For scanning electron microscopy (SEM) imaging of polymer fibers, we used JEOL JSM-6320 F scanning electron microscope (JEOL, Tokyo, Japan). Samples for SEM imaging were prepared by cross sectioning PCL on PC substrates with a razor blade. To prevent PCL films from charging during SEM imaging, every sample was sputter-coated with a 20–30 nm thick gold film using a Bio-Rad Polaron SEM coating system E5150 with film thickness control (Quorum Technologies, UK). Polymer fiber dimensions were measured using ImageJ (NIH, Bethesda, MD). During the mold fabrication process, the laser pulse creates an entrance hole in the mold that has a larger diameter than the majority of the hole. This results in a wider base on each polymer fiber that is 1–2 μm in height. These bases were excluded from the fiber diameter measurement. Fifteen diameter measurements were performed on two images per each polymer fiber mold. These measurements include the sputter coating thickness. The height of fibers above the base was measured by optical microscopy. A 50x objective was focused, at first, on the substrate, and then translated vertically until the tops of the fibers were in focus. The translation distance was measured on a micrometer. Focus was verified using brightfield and darkfield functions. Optical height measurements are consistent with SEM imaging.

Cell culture

hMSCs were purchased from Lonza (Walkersville, MD). All cell experiments used hMSCs at passage 5. hMSCs were cultured in alpha-minimum essential media with nucleosides (Life Technologies, Carlsbad, CA), 16.7 % heat-inactivated fetal bovine serum (Life Technologies), 1 % penicillin/streptomycin (Life Technologies), and 4 μg/ml plasmocin prophylactic agent (InvivoGen, San Diego, CA). Cells were grown in a humidified incubator at 37 °C and 5 % CO2. Media was replaced every 3 days. hMSCs, were detached from tissue culture flasks at around 80 % confluence with 0.05 % trypsin-EDTA and passaged at 100–500 cells/cm2. For all cell experiments, hMSCs were seeded on substrates at a density of 10,000 viable cells/cm2. Cell media was replaced after 72 h.

Quantitative real-time polymerase chain reaction (qPCR)

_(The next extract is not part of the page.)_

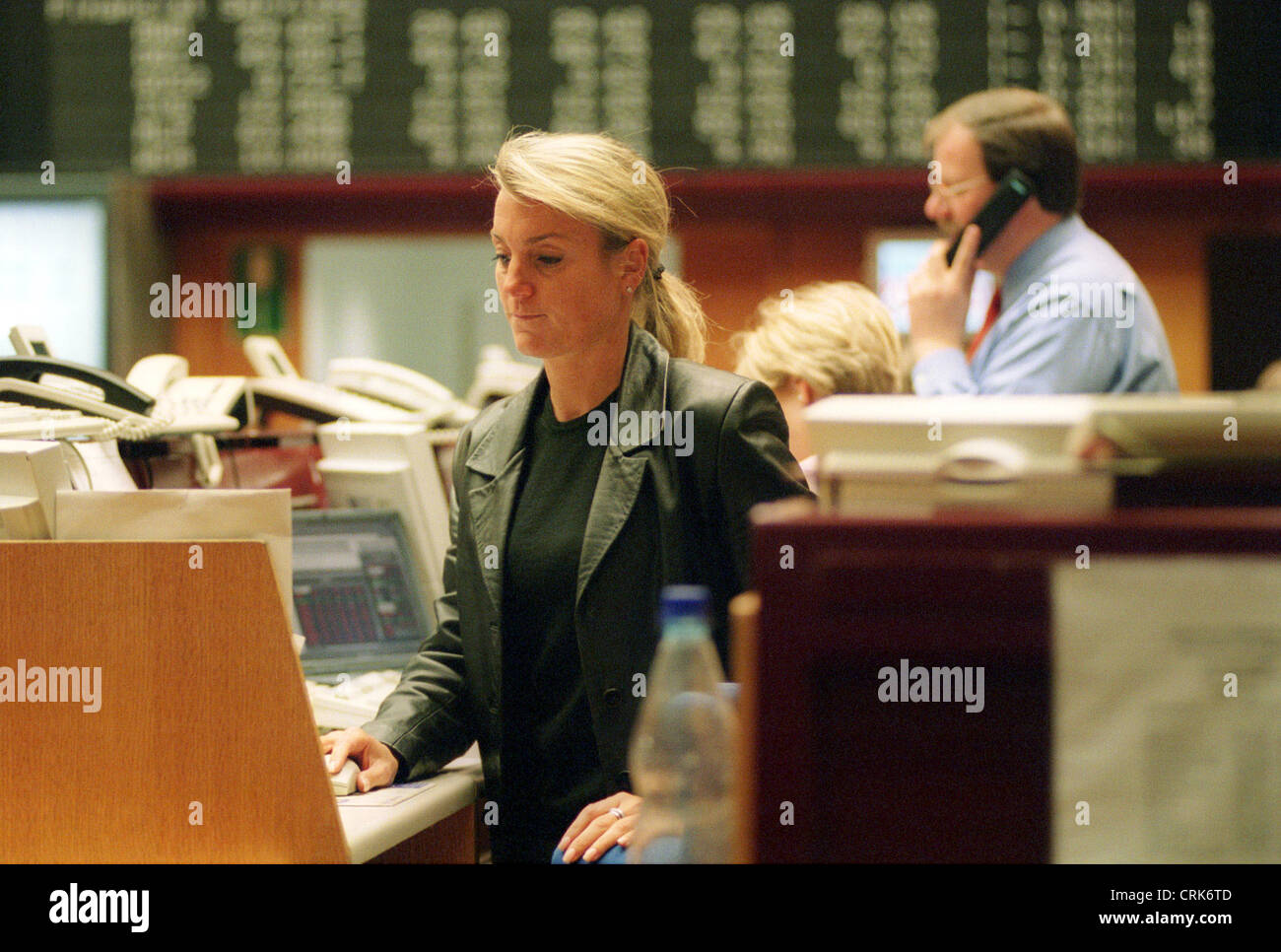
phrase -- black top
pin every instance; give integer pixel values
(550, 764)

Cells cultured on polymer fiber films and TCPS control wells were homogenized with Trizol reagent (Life Technolgies), mixed with chloroform (1:5 Trizol:chloroform), and separated by centrifugation (12,000x g, 15 min, 4 °C). The aqueous phase containing RNA was isolated using RNeasy columns (Bio-Rad, Hercules, CA) according to the manufacturer’s instructions. RNA concentration was determined using a TECAN M1000 plate reader with the manufacturer’s software. cDNA was synthesized using a cDNA generation kit (Applied Biosystems, Life Technologies, Carlsbad, CA) and qPCR was performed using SYBR Green master mix kit (Bio-Rad) with 15 ng cDNA and 500 mM each of forward and reverse primers. Primer sequences were the following: Nanog (NM_024865.2) forward ‘AATACCTCAGCCTCCAGCAGATG’ and reverse ‘TGCGTCACACCATTGCTATTCTTC’; OCT4A (NM_002701.4) forward ‘CCTTCGCAAGCCCTCATTTCAC’ and reverse ‘GGAAGCTTAGCCAGGTCCGA’; ITGA2 (NM_002203.3 forward ‘TTAGCGCTCAGTCAAGGCAT’ and reverse ‘CGGTTCTCAGGAAAGCCACT’; PECAM (NM_00442.4) forward ‘CCAAGCCCGAACTGGAATCT’ and reverse ‘CACTGTCCGACTTTGAGGCT’; and GAPDH (NM_002046.4) forward ‘GCACCGTCAAGGCTGAGAAC’ and reverse ‘TGGTGAAGACGCCAGTGGA’. A CFX Real-Time PCR System (Bio-Rad) was run with the qPCR protocol: 95 °C for 3 min, followed by 40 cycles of denaturation at 95 °C for 30 s, annealing at 58 °C for 30 s, and extension at 72 °C for 30 s. Expression of each gene measured was normalized to the expression of glyceraldehyde 3-phosphate dehydrogenase (GAPDH) as a housekeeping gene, thereby generating ΔC(t) values, and expression of 2-ΔΔC(t) relative to the TCPS control. N = 3 biological replicates per substrate condition were performed.

Immunocytochemistry

Cells cultured on the test substrates were fixed with 4 % paraformaldehyde (PFA) for 15 min at room temperature and permeabilized with 10 % goat serum with 0.3 % Triton-X overnight at 4 °C. Cells were then incubated with Hoechst (2 μg/ml) for 20 min at room temperature, followed by Alexa488-phallodin (1:5 v/v in PBS, Life Technologies, Carlsbad, CA) for 10 min. Imaging was performed with a Zeiss LSM 710 confocal microscope (Carl Zeiss, Oberkochen, Germany) and images were process with Zeiss Zen software and ImageJ (NIH, Bethesda, MD).